Hat tip on this to Media Nation reader MTS.

Wrong about Reagan

New York Times columnist David Brooks today claims that Ronald Reagan is being retroactively tainted by a partisan liberal smear of recent vintage. He writes:

It’s a distortion that’s been around for a while, but has spread like a weed over the past few months. It was concocted for partisan reasons: to flatter the prejudices of one side, to demonize the other and to simplify a complicated reality into a political nursery tale.

What dastardly deed is Brooks referring to? In August 1980, Reagan’s campaign managers decided to kick off the post-convention final push by having the Gipper appear in Philadelphia, Miss., a shrine to the civil-rights movement thanks to the murder of three young activists 16 years earlier. Reagan spoke to a white crowd and endorsed “states’ rights,” code for segregation. This, Brooks fulminates, is — in some sort of latter-day re-invention — being “taken as proof that the Republican majority was built on racism.”

But though Brooks wants you to believe that the idea of Reagan’s general-election campaign beginning with a racially insensitive act is a new one, he’s careful to add the caveat that it’s “been around for a while.” Well, yes. I followed the 1980 campaign avidly. And I distinctly remember that Reagan was accused at the time, repeatedly and vociferously, of playing to the prejudices of white southern voters.

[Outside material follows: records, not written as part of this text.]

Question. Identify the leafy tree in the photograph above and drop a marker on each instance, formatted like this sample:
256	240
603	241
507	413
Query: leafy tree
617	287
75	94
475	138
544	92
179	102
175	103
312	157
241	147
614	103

Here’s a sampling of coverage from the 1980 campaign:

  • Newsweek, Aug. 18: “Reagan’s courtship of the black vote last week started out in a way that made many blacks suspicious. Speaking to a nearly all-white crowd at a county fair in Philadelphia, Miss. — the town where three civil-rights workers were murdered in 1964 — he spoke in favor of states’ rights, the code words for segregation in the 1950s.”
  • U.S. News & World Report, Aug. 25: “In early August, Reagan made a three-day trip to Mississippi, New York and Chicago that attracted mixed reviews. He spoke to a mostly white audience at the Neshoba County (Miss.) Fair and declared support for states’ rights. The outing may have helped him in a state that Carter narrowly carried in 1976, but it drew criticism from blacks. Neshoba County is where three civil-rights workers were slain by Ku Klux Klansmen in 1964 with the help of local lawmen.”
  • The Associated Press, Sept. 16: “It was the pulpit of the late Martin Luther King Jr., and Carter invoked his memory in urging that blacks exercise their hard-won right to cast ballots. ‘You’ve seen in this campaign the stirrings of hate and the rebirth of code words like states’ rights in a speech in Mississippi and a campaign reference to the Ku Klux Klan relating to the South,’ Carter said. ‘That is a message which creates a cloud on the political horizon.’ “
  • The Washington Post, Sept. 28: “Philadelphia, Miss., was the worst place in the world to mention ‘states’ rights.’ Whatever the term might mean to Ronald Reagan now and whatever it might mean to others, it means something else to Jimmy Carter. It was always a code phrase for racism. It did not mean that the state had some sort of right to tell the government to shove it when it came to occupational safety. It meant, bluntly, that the state could deprive blacks of their civil rights and there wasn’t a thing the federal government could do about it.”
  • The New York Times, Oct. 15: “Andrew Young, campaigning on behalf of President Carter, told an audience in Ohio last week that Ronald Reagan’s advocacy of ‘state’s rights’ in a speech last August in Philadelphia, Miss., ‘looks like a code word to me that it’s going to be all right to kill niggers when he’s President.’ ” (The White House distanced itself from that one.)

I could go on (and on), but you get the idea. The point is that, despite what Brooks would like you to believe, Reagan’s pit stop in Mississippi was one of the most controversial moments in the 1980 campaign. Liberals didn’t start attacking Reagan over that visit a few months ago — they did it repeatedly 27 years ago.

You don’t have to believe Reagan was a racist. You just have to look at the record. The truth is contained in Brooks’ caveat; the main thrust of his column is a gross distortion.